Coupled with the tendency for reactors to run billions of dollars over-budget, he says nuclear should not be an option. Meili charges that the wait for a finished reactor would be as much as 20 years and the current projections suggest Saskatchewan’s supply of uranium will be exhausted well within a century, making nuclear power unfeasible in the short and long term.
Morin, the NDP environment critic, urges people to take those statements with a grain of salt. She said it is much easier for candidates to take strong positions during a leadership race.
Morin said the provincial NDP’s position on nuclear energy has “always been” the same: for a nuclear reactor to be pursued, it must not only have a good business case but also meet stringent social and environmental standards.
“It clearly has not yet met that test,” she said. “We’ve so far seen no public involvement. The social concerns have not been met by a mile.”
“We’ve so far seen no public involvement. The social concerns have not been met by a mile.”
—Sandra Morin, NDP environment critic
In regards to environmental standards, Morin points to the provincial government’s 2009-10 working plan for the Ministry of the Environment. As a key action to pursue for the coming year, it has listed the need to minimize provincial regulation of nuclear activity under the Nuclear Safety and Control Act in order to develop infrastructure faster.
The Saskatchewan Party has not responded to criticism about this move from the opposition in the legislature.
Considering the UDP’s recommendations could result in the construction of a small reactor on the U of S campus and the expansion of classes targeted at the uranium industry, this is an issue that has captured the attention of many students. There have been two debates on nuclear energy on campus over the past year, a telling sign this issue is engaging students.

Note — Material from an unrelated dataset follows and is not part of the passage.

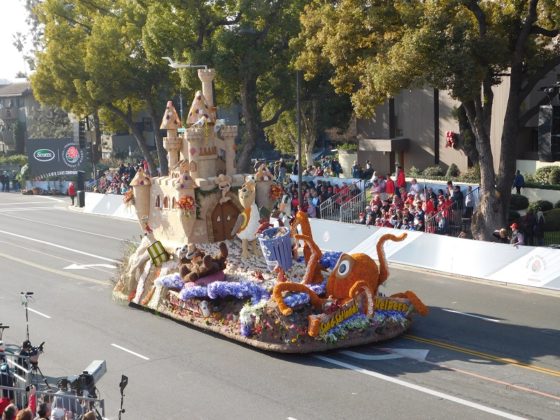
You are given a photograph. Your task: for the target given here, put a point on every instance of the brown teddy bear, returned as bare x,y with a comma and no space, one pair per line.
196,264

The nuclear debate has even found its way onto Facebook. There are a slew of groups about the Saskatchewan nuclear issue, both for and against. The largest of these is anti-nuclear and contains over 1,500 members.
Still, the UDP’s report may just be enough to convince many Saskatchewan residents.
Typical of many in the province, U of S student Stefan Kopchynski is still undecided on the issue. He supports the uranium mining industry in the province and is interested in nuclear power; though he is concerned the costs of building and later decommissioning a reactor are too much for the province to bear.
“I just don’t know if it’s economically feasible,” he said.
Kopchynski is not as concerned about the environmental or health issues. As long as great care is taken with the disposal of nuclear waste, he feels the environmental issues are manageable, “as long as it doesn’t end up in the water.”
As for radiation in the workplace, Kopchynski says the level of radiation most employees in a nuclear power plant would encounter is minimal.
He was recently hired as a summer student at the Canadian Light Source. In a health and safety course required for the position, he said he was told the highest “legally allowable level of manmade radiation in the workplace is half of the average naturally occurring radiation; that’s just what’s coming from the earth.”
Overall, Kopchynski remains hopeful about nuclear development.
“I think it could be good for the province; it would create high-tech jobs,” he said. “My biggest concern is spending all the money.”
While unsure of the economic feasibility of nuclear development in Saskatchewan, Kopchynski is certain that taking a strong stance against nuclear power could have negative economic consequences.
“If we decide nuclear power is bad then uranium is useless to us,” he said. “What else are we going to do with all those rocks?”